Community Banks Demand Congress Kill ‘Backdoor’ Stablecoin Yields Before Jan 15 Markup
Ahead of the Jan 15 Senate markup, community bankers warn of a $6.6T deposit flight loopole in the GENIUS Act, while JPMorgan analysts dismiss the threat as exaggerated.
The uneasy truce between traditional lenders and the crypto sector fractured this week. Ahead of the critical Jan. 15 Senate markup on market structure, the American Bankers Association’s (ABA) Community Bankers Council fired a warning shot: close the "yield loophole" in the GENIUS Act, or watch $6.6 trillion in deposits exit the banking system.
The "GENIUS" Loophole
At the heart of the dispute is the Guiding and Establishing National Innovation for U.S. Stablecoins Act (GENIUS Act), signed in July 2025. While the law explicitly bans stablecoin issuers (like Circle or Paxos) from paying interest, it remains silent on third-party exchanges. Community bankers argue this regulatory gap allows platforms to offer "rewards" that function as de facto interest, siphoning capital away from insured deposits.
"Allowing inducements like interest or rewards on stablecoins could incentivize customers to move savings out of banks, jeopardizing the lending that fuels growth in towns across America.". This statement was issued in the ABA Community Bankers Council Letter to Senate
The ABA’s ultimatum is clear: extend the interest ban to all affiliates and partners, or risk a liquidity crunch for local mortgages and small business loans.
JPMorgan: The Bearish Counter-Narrative
While community lenders forecast a $6.6 trillion exodus, citing a 2025 Treasury report, institutional analysts are calling their bluff. JPMorgan research released this week downplayed the existential threat, projecting the total stablecoin market will likely cap between $500 billion and $600 billion by 2028.

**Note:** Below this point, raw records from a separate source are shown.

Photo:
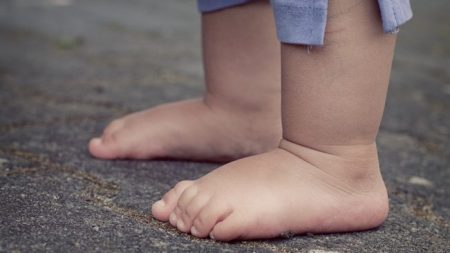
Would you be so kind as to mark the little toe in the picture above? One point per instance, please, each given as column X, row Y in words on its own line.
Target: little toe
column 164, row 207
column 213, row 212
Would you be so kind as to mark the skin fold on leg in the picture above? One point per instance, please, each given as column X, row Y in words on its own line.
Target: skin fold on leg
column 239, row 114
column 325, row 175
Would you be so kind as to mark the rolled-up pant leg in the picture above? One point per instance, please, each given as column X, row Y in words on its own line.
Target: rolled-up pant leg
column 304, row 21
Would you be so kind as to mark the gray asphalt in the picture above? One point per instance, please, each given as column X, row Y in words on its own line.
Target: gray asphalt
column 68, row 67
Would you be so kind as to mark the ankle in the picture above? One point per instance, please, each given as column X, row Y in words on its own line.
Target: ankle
column 355, row 164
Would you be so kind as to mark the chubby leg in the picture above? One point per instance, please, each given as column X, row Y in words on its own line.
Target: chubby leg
column 325, row 176
column 239, row 114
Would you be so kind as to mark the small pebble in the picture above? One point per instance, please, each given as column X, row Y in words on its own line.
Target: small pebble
column 420, row 181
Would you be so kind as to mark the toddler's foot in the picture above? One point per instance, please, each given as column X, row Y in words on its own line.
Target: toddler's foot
column 192, row 129
column 293, row 189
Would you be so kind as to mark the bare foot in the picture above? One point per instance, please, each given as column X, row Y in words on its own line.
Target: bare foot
column 293, row 189
column 192, row 129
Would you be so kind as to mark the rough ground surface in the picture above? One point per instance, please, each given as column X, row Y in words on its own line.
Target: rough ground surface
column 67, row 67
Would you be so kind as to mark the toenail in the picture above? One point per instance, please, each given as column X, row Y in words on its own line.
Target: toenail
column 160, row 204
column 96, row 141
column 194, row 231
column 180, row 225
column 173, row 219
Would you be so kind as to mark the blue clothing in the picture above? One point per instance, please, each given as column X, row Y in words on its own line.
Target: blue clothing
column 304, row 21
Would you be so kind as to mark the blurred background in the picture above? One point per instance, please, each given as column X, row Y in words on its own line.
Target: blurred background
column 68, row 67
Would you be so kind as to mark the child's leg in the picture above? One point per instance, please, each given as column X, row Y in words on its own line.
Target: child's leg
column 325, row 175
column 240, row 113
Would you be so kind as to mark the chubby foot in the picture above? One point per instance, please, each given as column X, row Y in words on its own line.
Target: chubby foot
column 292, row 189
column 192, row 129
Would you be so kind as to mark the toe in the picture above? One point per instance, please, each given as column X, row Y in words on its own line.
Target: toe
column 164, row 207
column 214, row 211
column 230, row 228
column 186, row 197
column 192, row 209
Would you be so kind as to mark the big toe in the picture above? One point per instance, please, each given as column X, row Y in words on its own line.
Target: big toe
column 161, row 209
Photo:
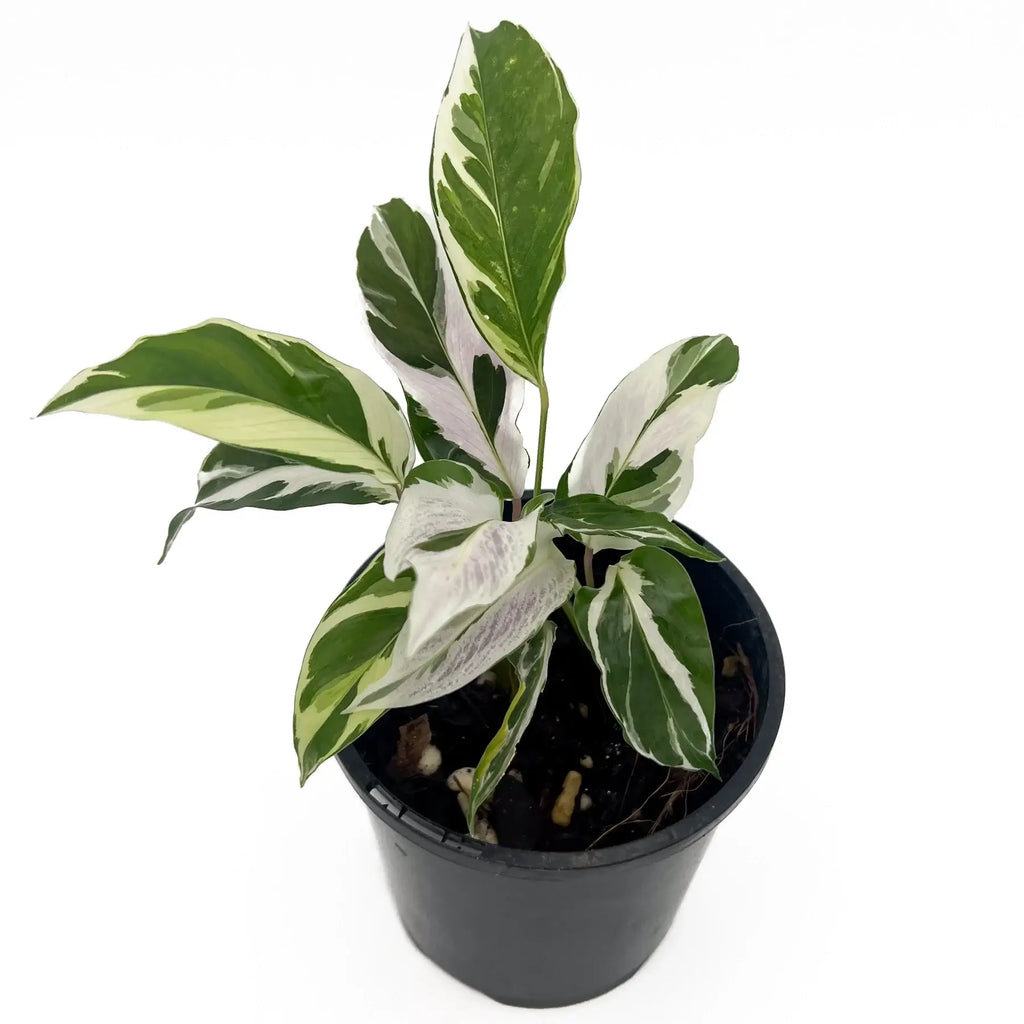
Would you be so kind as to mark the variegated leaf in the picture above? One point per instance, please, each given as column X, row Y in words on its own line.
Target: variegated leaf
column 463, row 402
column 640, row 450
column 601, row 522
column 440, row 497
column 238, row 478
column 646, row 630
column 449, row 528
column 350, row 650
column 255, row 390
column 465, row 570
column 464, row 648
column 505, row 179
column 529, row 664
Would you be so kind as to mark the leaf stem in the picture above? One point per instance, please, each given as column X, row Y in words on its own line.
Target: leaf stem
column 542, row 435
column 588, row 565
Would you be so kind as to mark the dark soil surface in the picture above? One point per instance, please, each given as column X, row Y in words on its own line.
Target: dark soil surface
column 571, row 730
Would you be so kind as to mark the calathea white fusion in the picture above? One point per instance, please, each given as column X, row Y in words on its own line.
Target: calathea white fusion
column 469, row 577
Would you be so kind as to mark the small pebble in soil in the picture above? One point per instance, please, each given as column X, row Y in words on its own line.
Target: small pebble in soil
column 561, row 813
column 461, row 780
column 630, row 795
column 430, row 760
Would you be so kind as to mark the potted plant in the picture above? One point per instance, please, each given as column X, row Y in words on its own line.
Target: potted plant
column 548, row 698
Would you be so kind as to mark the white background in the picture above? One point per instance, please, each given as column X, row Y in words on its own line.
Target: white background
column 838, row 185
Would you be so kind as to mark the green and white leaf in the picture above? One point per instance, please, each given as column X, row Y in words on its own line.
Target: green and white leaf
column 471, row 644
column 465, row 570
column 539, row 501
column 448, row 527
column 440, row 497
column 601, row 522
column 640, row 450
column 529, row 664
column 504, row 179
column 349, row 651
column 239, row 478
column 255, row 390
column 463, row 402
column 646, row 631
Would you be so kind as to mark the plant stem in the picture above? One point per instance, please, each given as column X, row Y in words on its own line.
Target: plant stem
column 588, row 565
column 542, row 435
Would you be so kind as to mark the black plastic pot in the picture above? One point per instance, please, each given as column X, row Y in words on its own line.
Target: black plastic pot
column 536, row 929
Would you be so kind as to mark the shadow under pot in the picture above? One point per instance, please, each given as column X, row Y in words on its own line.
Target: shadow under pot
column 549, row 927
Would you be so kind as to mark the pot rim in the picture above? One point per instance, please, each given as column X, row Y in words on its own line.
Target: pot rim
column 459, row 848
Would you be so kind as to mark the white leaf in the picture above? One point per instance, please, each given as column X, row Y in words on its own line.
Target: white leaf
column 473, row 573
column 439, row 497
column 462, row 650
column 640, row 450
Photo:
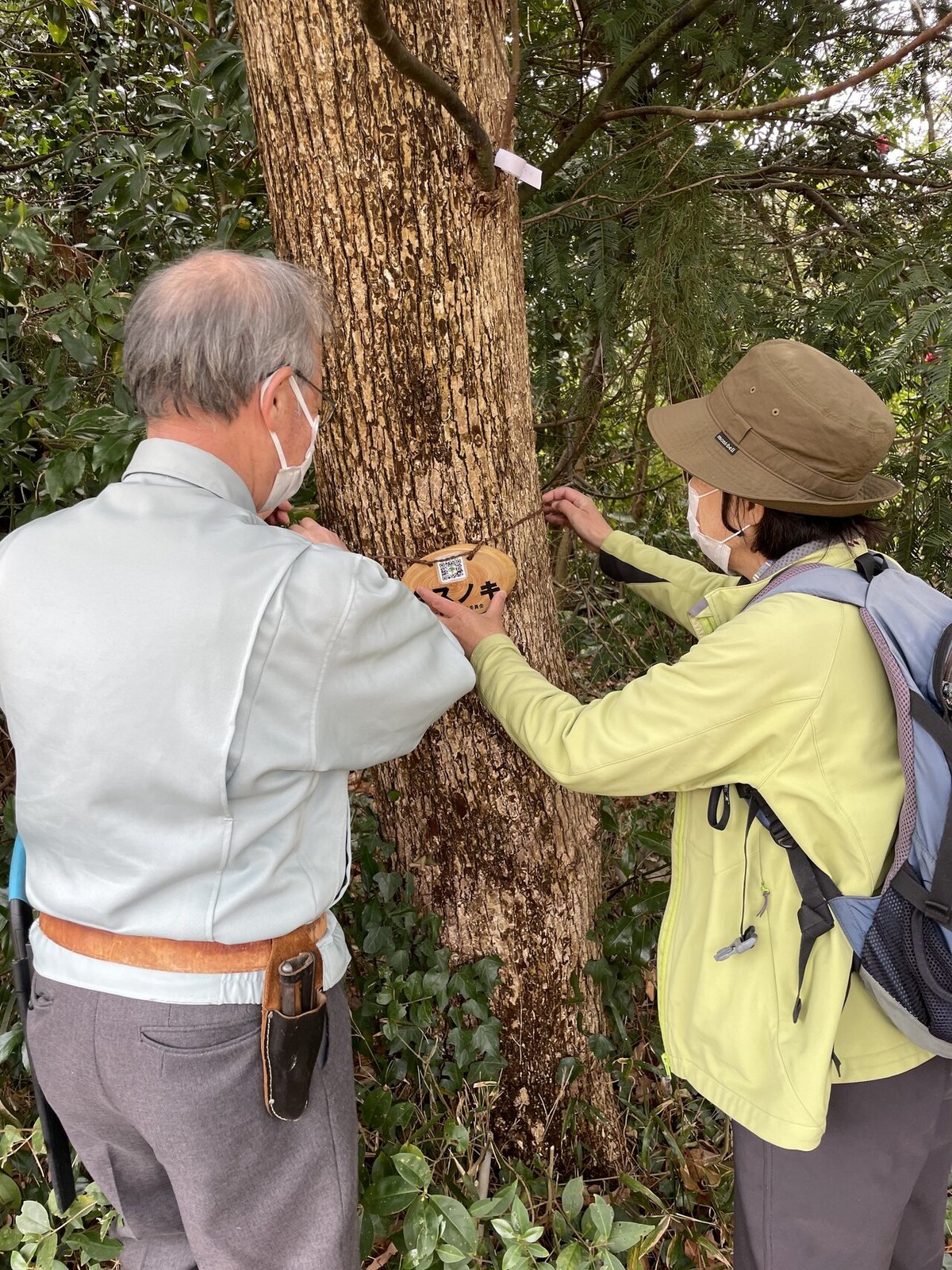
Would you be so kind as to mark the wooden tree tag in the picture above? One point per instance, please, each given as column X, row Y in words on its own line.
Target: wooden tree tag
column 470, row 579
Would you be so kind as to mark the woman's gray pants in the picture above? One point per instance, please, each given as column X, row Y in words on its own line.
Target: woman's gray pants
column 165, row 1110
column 873, row 1195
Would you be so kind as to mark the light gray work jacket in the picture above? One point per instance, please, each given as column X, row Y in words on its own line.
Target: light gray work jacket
column 187, row 689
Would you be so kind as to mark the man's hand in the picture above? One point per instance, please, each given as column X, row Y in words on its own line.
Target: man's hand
column 467, row 626
column 569, row 507
column 281, row 516
column 314, row 533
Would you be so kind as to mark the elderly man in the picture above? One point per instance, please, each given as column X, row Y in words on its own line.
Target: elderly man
column 187, row 683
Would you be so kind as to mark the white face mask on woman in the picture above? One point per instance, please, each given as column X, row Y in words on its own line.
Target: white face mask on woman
column 716, row 550
column 290, row 479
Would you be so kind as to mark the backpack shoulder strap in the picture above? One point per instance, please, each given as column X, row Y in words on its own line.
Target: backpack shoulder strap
column 827, row 581
column 816, row 888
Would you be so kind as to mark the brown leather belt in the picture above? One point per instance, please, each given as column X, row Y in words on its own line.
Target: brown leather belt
column 188, row 956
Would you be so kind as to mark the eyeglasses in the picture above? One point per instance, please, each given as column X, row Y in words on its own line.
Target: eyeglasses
column 328, row 404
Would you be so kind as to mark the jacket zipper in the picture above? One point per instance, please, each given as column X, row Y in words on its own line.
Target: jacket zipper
column 668, row 922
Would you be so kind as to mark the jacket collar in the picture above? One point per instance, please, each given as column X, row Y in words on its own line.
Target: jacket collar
column 158, row 456
column 724, row 602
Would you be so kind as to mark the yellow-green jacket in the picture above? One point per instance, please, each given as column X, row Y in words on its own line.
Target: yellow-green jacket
column 787, row 696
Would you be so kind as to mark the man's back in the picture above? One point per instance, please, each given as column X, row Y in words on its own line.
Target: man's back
column 173, row 672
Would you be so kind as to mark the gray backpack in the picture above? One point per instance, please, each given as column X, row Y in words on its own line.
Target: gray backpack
column 901, row 939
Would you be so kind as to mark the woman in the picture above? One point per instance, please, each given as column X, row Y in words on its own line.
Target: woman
column 842, row 1127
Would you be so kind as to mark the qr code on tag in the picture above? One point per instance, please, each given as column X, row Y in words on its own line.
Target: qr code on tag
column 451, row 569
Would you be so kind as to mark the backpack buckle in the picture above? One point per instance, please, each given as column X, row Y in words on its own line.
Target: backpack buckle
column 941, row 914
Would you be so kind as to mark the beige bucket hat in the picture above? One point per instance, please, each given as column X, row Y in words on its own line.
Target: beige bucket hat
column 786, row 427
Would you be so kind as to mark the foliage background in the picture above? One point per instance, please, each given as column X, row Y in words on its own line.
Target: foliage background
column 654, row 256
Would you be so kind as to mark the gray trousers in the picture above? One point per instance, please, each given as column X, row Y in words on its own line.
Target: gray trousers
column 165, row 1110
column 871, row 1197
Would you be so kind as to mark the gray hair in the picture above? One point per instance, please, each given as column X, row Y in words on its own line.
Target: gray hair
column 205, row 332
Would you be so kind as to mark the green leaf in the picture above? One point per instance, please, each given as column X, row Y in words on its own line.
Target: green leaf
column 451, row 1257
column 413, row 1168
column 597, row 1222
column 459, row 1227
column 59, row 393
column 626, row 1235
column 573, row 1257
column 422, row 1232
column 65, row 473
column 516, row 1259
column 390, row 1195
column 79, row 344
column 573, row 1198
column 33, row 1218
column 520, row 1217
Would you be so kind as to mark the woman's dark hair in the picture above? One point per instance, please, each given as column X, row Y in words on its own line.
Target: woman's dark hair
column 780, row 533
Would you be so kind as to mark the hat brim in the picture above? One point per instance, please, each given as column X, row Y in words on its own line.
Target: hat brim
column 687, row 435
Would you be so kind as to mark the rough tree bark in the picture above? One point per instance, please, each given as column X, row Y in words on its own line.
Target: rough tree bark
column 374, row 186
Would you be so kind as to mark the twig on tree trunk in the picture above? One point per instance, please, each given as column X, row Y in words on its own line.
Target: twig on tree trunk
column 641, row 54
column 787, row 103
column 508, row 118
column 380, row 31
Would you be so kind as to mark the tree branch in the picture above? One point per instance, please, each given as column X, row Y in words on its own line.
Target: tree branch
column 787, row 103
column 433, row 84
column 640, row 54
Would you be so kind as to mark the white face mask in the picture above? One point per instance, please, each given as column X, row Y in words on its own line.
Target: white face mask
column 716, row 550
column 290, row 479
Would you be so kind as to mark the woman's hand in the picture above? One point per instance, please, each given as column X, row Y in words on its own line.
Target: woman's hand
column 467, row 626
column 317, row 533
column 569, row 507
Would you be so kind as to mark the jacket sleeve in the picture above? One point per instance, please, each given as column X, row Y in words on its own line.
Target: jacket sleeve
column 664, row 581
column 390, row 672
column 727, row 711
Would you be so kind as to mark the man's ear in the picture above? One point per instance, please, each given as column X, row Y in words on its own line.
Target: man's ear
column 273, row 397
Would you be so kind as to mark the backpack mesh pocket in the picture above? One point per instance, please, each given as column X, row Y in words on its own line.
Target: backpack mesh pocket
column 908, row 956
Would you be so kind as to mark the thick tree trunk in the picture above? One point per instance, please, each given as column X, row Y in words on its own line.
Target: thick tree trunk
column 374, row 186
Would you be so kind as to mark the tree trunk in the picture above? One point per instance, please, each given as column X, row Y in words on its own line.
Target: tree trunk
column 374, row 186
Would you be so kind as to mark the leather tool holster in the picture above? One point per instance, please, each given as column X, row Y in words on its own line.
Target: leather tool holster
column 290, row 1045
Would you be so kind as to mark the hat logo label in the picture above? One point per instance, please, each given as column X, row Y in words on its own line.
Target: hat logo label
column 724, row 440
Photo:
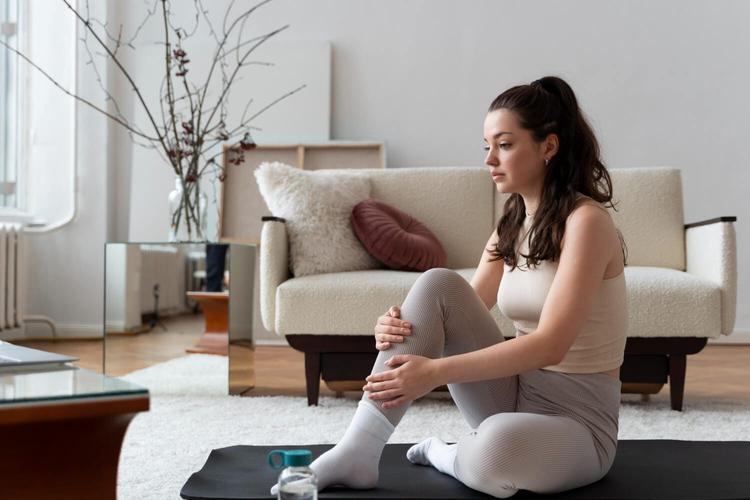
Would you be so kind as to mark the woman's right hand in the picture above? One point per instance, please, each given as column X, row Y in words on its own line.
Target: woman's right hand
column 390, row 328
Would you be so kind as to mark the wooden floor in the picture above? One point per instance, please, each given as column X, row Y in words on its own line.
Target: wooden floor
column 715, row 372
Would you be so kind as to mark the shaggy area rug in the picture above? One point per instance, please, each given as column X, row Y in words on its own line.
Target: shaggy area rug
column 191, row 414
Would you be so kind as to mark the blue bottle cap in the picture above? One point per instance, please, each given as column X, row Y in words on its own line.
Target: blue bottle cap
column 289, row 458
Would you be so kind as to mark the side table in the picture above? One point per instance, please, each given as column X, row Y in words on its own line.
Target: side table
column 215, row 338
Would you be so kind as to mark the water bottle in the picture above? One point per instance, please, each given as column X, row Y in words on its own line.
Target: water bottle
column 297, row 481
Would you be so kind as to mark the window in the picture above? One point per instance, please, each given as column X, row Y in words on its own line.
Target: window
column 10, row 99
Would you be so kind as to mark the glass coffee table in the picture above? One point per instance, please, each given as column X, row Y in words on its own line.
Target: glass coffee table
column 61, row 432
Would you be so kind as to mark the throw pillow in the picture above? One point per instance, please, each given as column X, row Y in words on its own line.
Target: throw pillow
column 395, row 238
column 316, row 205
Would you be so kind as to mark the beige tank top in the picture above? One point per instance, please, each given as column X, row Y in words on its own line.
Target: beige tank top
column 600, row 345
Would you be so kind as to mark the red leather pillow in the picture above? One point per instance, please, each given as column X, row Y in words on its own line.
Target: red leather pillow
column 396, row 238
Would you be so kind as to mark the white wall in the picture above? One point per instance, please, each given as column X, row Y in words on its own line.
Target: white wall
column 663, row 84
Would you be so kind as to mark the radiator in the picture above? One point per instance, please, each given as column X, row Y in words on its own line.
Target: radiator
column 11, row 253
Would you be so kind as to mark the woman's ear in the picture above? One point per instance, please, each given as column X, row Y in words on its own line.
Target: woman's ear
column 551, row 145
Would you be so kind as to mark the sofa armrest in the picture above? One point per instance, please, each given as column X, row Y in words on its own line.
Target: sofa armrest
column 711, row 253
column 274, row 267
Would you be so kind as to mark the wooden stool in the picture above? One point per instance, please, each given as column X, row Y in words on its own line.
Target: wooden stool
column 215, row 338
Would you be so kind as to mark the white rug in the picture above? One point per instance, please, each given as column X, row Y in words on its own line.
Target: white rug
column 191, row 415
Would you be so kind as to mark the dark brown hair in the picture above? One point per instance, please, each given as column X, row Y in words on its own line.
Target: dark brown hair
column 549, row 106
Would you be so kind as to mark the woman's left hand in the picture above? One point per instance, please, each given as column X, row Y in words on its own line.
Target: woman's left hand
column 411, row 377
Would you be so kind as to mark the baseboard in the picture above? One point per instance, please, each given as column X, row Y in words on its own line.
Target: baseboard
column 40, row 331
column 738, row 337
column 273, row 342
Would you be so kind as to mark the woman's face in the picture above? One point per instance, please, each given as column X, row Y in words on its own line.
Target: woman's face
column 515, row 159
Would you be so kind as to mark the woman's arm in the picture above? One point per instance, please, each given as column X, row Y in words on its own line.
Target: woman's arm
column 487, row 277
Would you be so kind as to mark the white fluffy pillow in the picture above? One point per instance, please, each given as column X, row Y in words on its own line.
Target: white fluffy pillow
column 317, row 206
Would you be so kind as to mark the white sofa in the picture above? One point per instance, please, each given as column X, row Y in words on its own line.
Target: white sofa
column 681, row 278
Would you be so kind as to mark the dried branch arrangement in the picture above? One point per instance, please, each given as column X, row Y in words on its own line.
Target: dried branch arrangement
column 190, row 124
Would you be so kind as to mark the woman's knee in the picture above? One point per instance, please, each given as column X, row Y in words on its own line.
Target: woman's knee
column 440, row 277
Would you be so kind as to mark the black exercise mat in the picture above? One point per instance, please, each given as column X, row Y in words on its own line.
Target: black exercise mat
column 643, row 469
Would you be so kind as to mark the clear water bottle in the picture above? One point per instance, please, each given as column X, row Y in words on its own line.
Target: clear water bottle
column 297, row 481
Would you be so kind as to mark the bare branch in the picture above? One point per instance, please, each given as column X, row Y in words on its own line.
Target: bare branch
column 88, row 26
column 236, row 69
column 220, row 48
column 78, row 98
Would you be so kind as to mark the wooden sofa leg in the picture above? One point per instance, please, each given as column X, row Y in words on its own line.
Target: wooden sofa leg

The discrepancy reveals a sharp divide in risk assessment. For JPMorgan, stablecoins remain a transactional utility, comprising barely 7% of the crypto ecosystem. For community banks, they are an unregulated high-yield savings account competitor threatening their low-cost funding base.
The Jan. 15 Showdown
The Senate Banking and Agriculture Committees are set to mark up market structure legislation on Jan. 15. This session will determine if the GENIUS Act’s protections are tightened or if the "yield workaround" becomes a permanent fixture of the U.S. financial architecture. With over 200 bank leaders now on record opposing the current framework, the window for a legislative fix is closing rapidly.